Antitumor agent containing lactic acid oligomer mixture

The present invention relates to an antitumor agent, and more particularly, to an antitumor agent comprising a polylactic acid mixture comprising a mixture of linear and cyclic lactic acid oligomers. The antitumor agent of the present invention exhibits a tumor reducing effect and a metastasis suppressing effect, and is useful for treating cancer. Background art

The polylactic acid mixture containing cyclic polylactic acid, which suppresses the anaerobic glycolysis of cancer cells and exerts antitumor effects, is due to the effect of suppressing carcinogenesis using spontaneously carcinogenic mice and the effect of transplanted cancer tissues (Louis lung cancer cells). Studies have been focused on the tumor growth inhibitory effect and metastasis inhibitory effect used (Nagato et al .: The 56th Annual Meeting of the Japanese Cancer Society, September 1997; and Takada et al .: The 57th Annual Meeting of the Japanese Cancer Society, 1998 September).

The polylactic acid mixture was further studied for its chemoprevention effect, combined effect with anticancer drugs and irradiation, and the administration method and dosage were not examined. No significant antitumor effect was observed from the high-dose administration experiment. In view of such circumstances, new attempts have been made to synthesize a novel polylactic acid mixture. Disclosure of the invention

An object of the present invention is to provide a novel antitumor agent by evaluating the antitumor activity of a polylactic acid mixture produced by polymerizing lactide in the presence of a specific amine compound. And Another object of the present invention is to provide a food or drink using the above antitumor agent.

The present inventors have conducted intensive studies in order to solve the above-mentioned problems, and as a result, a polylactic acid mixture produced by polymerizing lactide in the presence of a specific amine compound (hereinafter, referred to as X 03) Anti-tumor effect of poly produced by different methods Experiments comparing the antitumor effects of lactic acid mixtures (referred to as XO1 and X02 in the following examples) successfully confirmed the usefulness of the former. In particular, the polylactic acid mixture of the present invention showed suppression of tumor weight and marked suppression of lung metastasis. The present invention has been completed based on these findings.

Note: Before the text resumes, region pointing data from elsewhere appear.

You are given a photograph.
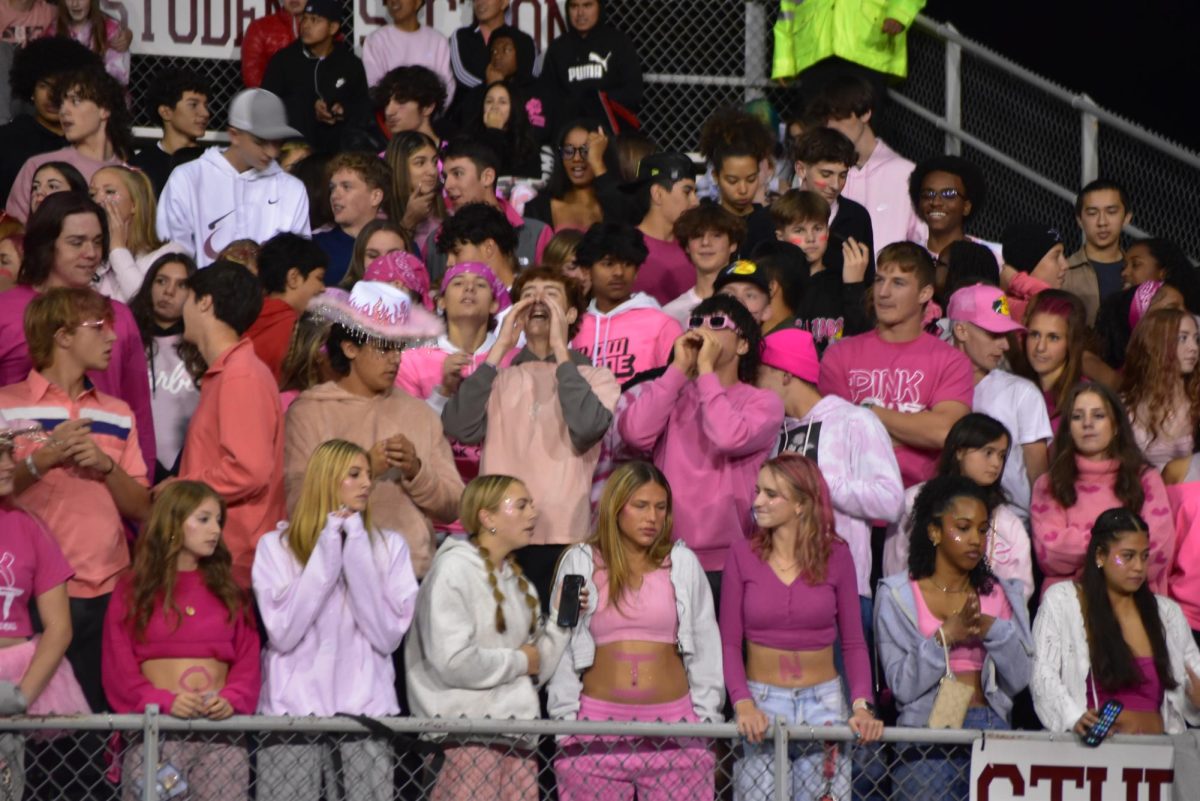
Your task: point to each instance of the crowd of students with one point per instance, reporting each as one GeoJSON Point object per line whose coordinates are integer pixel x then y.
{"type": "Point", "coordinates": [323, 421]}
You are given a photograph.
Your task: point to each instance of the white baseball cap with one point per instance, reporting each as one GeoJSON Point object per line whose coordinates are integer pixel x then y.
{"type": "Point", "coordinates": [261, 113]}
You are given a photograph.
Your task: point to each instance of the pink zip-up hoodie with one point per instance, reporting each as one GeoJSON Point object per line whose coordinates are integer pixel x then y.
{"type": "Point", "coordinates": [631, 338]}
{"type": "Point", "coordinates": [1061, 535]}
{"type": "Point", "coordinates": [709, 440]}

That is, according to the present invention, lactide is represented by the following general formula (3):

Me -N (R ¹ ) (R ² ) (3)

(In the formula, Me represents an alkali metal. R ¹ and R ² each independently represent an aliphatic group or an aromatic group.)

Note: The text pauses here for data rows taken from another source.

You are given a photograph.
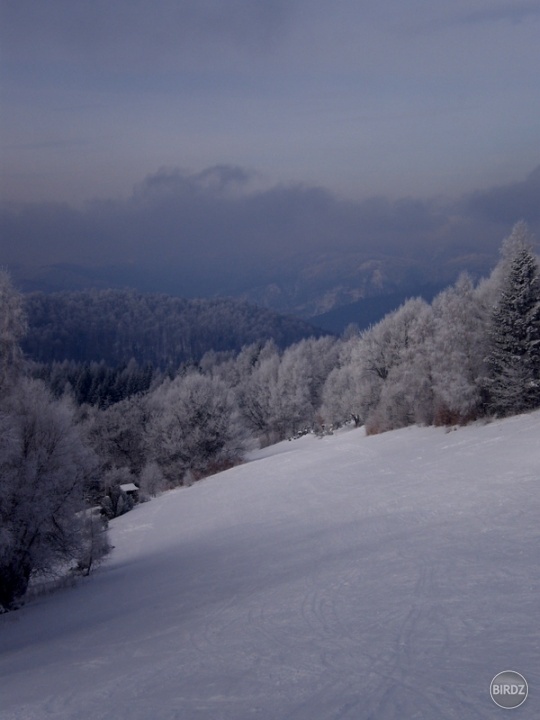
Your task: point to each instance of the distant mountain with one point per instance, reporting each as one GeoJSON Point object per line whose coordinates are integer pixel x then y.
{"type": "Point", "coordinates": [117, 325]}
{"type": "Point", "coordinates": [369, 311]}
{"type": "Point", "coordinates": [332, 288]}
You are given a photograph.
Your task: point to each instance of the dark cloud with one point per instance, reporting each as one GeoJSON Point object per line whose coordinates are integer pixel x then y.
{"type": "Point", "coordinates": [215, 232]}
{"type": "Point", "coordinates": [508, 203]}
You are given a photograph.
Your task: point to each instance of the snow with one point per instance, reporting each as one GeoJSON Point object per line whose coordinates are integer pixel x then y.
{"type": "Point", "coordinates": [351, 577]}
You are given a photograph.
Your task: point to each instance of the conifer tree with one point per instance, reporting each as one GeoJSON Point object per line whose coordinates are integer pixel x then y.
{"type": "Point", "coordinates": [514, 358]}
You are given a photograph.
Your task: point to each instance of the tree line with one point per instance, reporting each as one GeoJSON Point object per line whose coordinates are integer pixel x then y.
{"type": "Point", "coordinates": [473, 353]}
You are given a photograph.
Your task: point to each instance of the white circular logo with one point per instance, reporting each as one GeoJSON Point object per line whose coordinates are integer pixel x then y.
{"type": "Point", "coordinates": [508, 689]}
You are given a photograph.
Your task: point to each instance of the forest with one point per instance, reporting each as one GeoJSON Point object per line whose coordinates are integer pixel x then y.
{"type": "Point", "coordinates": [74, 435]}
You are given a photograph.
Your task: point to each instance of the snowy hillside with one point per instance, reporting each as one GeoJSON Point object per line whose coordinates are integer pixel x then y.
{"type": "Point", "coordinates": [384, 577]}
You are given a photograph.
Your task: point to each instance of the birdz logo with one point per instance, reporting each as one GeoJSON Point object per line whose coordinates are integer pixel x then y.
{"type": "Point", "coordinates": [509, 689]}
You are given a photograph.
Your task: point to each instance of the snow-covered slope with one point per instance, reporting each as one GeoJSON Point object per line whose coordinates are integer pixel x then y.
{"type": "Point", "coordinates": [386, 577]}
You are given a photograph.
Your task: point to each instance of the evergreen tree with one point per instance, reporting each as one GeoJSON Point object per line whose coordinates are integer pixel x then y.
{"type": "Point", "coordinates": [514, 358]}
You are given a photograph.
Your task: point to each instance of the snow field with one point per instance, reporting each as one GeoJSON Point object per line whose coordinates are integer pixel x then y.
{"type": "Point", "coordinates": [384, 577]}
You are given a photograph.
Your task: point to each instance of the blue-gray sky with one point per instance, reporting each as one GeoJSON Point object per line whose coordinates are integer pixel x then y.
{"type": "Point", "coordinates": [364, 98]}
{"type": "Point", "coordinates": [132, 129]}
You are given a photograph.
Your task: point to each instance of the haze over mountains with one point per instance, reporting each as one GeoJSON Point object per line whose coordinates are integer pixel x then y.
{"type": "Point", "coordinates": [295, 249]}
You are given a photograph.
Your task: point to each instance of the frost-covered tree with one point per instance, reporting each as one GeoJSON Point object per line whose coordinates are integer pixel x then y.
{"type": "Point", "coordinates": [514, 357]}
{"type": "Point", "coordinates": [44, 467]}
{"type": "Point", "coordinates": [458, 352]}
{"type": "Point", "coordinates": [195, 428]}
{"type": "Point", "coordinates": [256, 392]}
{"type": "Point", "coordinates": [402, 369]}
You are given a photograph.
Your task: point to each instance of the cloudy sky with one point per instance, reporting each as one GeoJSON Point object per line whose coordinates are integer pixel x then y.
{"type": "Point", "coordinates": [412, 104]}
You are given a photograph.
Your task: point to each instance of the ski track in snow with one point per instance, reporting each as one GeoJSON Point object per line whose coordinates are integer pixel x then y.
{"type": "Point", "coordinates": [381, 578]}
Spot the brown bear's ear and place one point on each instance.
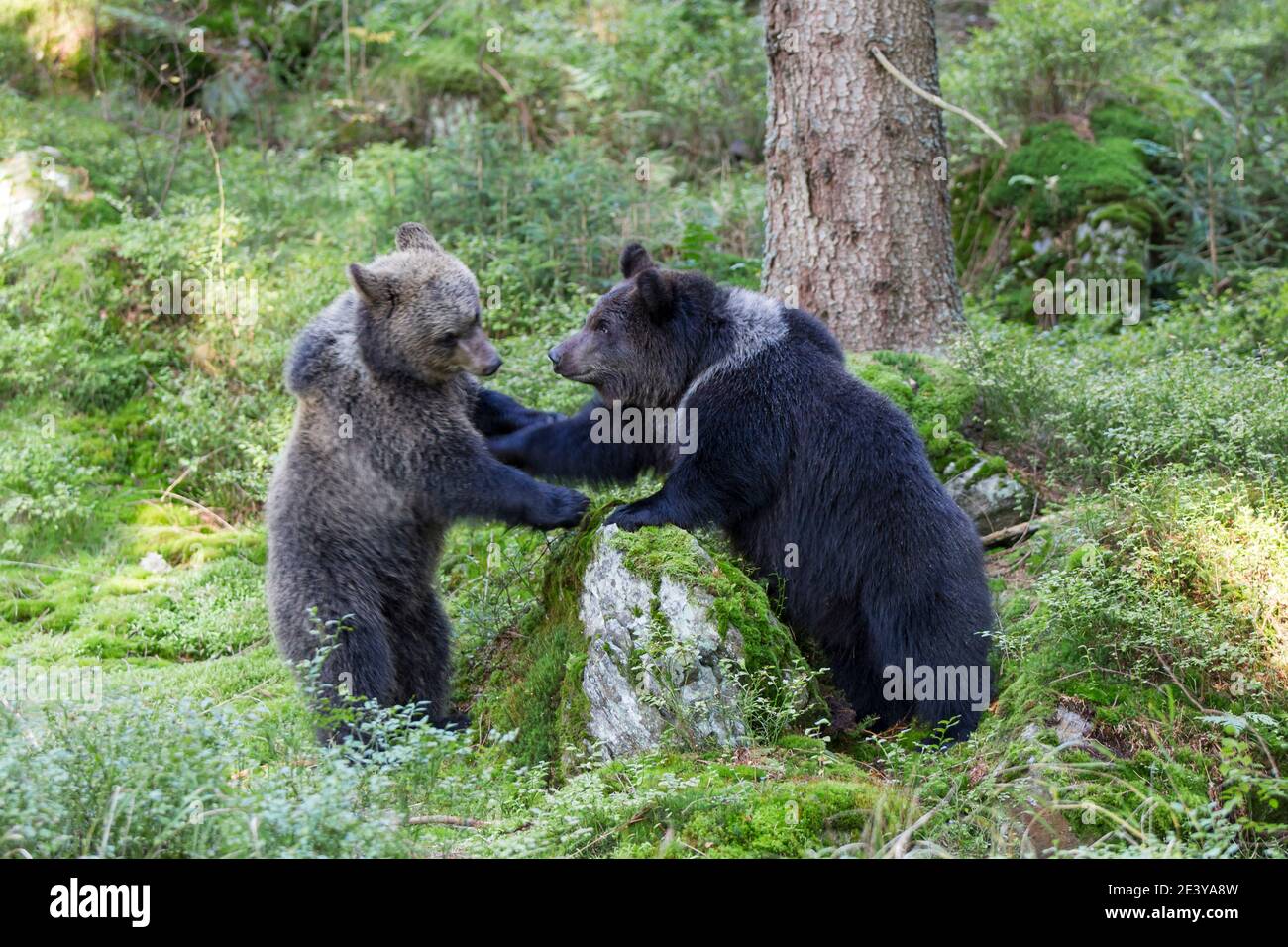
(369, 285)
(655, 294)
(413, 235)
(635, 260)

The following general formula (1) or (2) produced by polymerizing in the presence of a compound represented by the following formula:

(2)

CD

(Where m represents an integer of 1 to 30, and n represents an integer of 1 to 30)

The present invention also provides an antitumor agent comprising a mixture of linear and cyclic lactic acid oligomers represented by the following formula (hereinafter, also referred to as a mixture of linear and cyclic lactic acid oligomers used in the present invention). Preferably, in the general formula (3), Me is lithium.

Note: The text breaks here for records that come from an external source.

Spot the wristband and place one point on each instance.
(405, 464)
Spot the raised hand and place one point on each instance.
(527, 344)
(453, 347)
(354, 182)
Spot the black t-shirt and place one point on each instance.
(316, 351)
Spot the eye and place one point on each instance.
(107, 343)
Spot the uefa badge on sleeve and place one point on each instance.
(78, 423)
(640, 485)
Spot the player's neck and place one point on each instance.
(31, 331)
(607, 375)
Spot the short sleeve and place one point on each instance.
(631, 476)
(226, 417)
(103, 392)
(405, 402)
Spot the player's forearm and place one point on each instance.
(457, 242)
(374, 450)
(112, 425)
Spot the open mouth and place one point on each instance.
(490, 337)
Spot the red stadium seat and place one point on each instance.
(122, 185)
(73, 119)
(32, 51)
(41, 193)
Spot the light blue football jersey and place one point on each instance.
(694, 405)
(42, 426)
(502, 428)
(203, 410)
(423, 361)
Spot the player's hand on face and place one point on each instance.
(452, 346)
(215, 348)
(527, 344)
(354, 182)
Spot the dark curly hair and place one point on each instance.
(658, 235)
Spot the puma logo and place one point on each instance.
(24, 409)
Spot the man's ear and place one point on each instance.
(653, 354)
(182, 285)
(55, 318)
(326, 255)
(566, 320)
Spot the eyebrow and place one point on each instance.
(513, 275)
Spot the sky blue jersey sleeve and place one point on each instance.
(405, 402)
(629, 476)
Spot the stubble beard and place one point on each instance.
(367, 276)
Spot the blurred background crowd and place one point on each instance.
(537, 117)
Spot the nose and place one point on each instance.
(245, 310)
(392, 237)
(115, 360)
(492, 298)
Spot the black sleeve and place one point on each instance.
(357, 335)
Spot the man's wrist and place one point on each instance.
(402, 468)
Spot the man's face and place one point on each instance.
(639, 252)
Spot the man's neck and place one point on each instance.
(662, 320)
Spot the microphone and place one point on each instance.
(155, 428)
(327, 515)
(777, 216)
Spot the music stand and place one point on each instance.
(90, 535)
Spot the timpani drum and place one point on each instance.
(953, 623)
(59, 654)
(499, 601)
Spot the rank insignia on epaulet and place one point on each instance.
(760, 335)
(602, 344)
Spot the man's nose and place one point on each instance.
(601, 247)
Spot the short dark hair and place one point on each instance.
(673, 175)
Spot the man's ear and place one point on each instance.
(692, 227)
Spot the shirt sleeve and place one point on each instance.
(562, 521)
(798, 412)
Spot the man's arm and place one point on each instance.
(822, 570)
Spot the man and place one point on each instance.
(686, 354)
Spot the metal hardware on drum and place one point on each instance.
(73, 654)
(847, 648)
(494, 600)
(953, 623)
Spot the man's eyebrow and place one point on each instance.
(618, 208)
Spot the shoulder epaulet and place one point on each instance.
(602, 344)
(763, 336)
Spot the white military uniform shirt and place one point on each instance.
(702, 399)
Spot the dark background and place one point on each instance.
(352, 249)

Preferably, in the general formula (3), R ¹ and R ² are each independently an anoalkyl group having 1 to 6 carbon atoms.

Preferably, in the general formula (3), Me is lithium, 1 ^ and 1 ² are I an isopropyl group.

Preferably, in the general formula (1), m is an integer of 1 to 19.

Preferably, in the general formula (2), n is an integer of 1 to 25.

According to another aspect of the present invention, there is provided a food or drink comprising the above-described antitumor agent of the present invention. Is done. "According to still another aspect of the present invention, there is provided use of the linear and cyclic lactic acid oligomer mixture used in the present invention in the production of an antitumor agent or a food or drink for antitumor.

'According to still another aspect of the present invention, a method for suppressing a tumor, comprising administering to a mammal such as a human an effective amount of the linear and cyclic lactate oligomer mixture used in the present invention. Is provided. BRIEF DESCRIPTION OF THE FIGURES

FIG. 1 shows the mass spectrum of the polylactic acid mixture obtained in Synthesis Example 1.

FIG. 2 shows the MS spectrum of the reaction product obtained in Synthesis Example 2.

FIG. 3 shows an overall NMR diagram of the reaction product obtained in Synthesis Example 2.

FIG. 4 shows an enlarged view of a part of FIG.

FIG. 5 shows an enlarged view of a part of FIG.

FIG. 6 shows an overall view of the positive mode F ABMS spectrum of the product obtained in Synthesis Example 3. Range: m / z 10.0000 to 1305.5900

FIG. 7 shows an overall view of the negative mode FABMS spectrum of the product obtained in Synthesis Example 3. Range: m / z 10.0000-2000.0000

FIG. 8 is an enlarged view of the negative mode F ABMS spectrum of the product obtained in Synthesis Example 3. Range: m / z 10.0000-501.9260

FIG. 9 is an enlarged view of the negative mode F ABMS spectrum of the product obtained in Synthesis Example 3. Range: m / z 490.298-103700

Figure 10 shows an enlarged view of the negative mode FABMS spectrum of the product obtained in Synthesis Example 3.c Range: m / z 999.9500 to 1504.3400

FIG. 11 shows an enlarged view of the negative mode FABMS spectrum of the product obtained in Synthesis Example 3. Range: m / z 1484.5300-2000.0000

FIG. 12 shows an overall NMR spectrum of the product obtained in Synthesis Example 3. FIG. 13 shows a comparison of the results of measurement of tumor weight.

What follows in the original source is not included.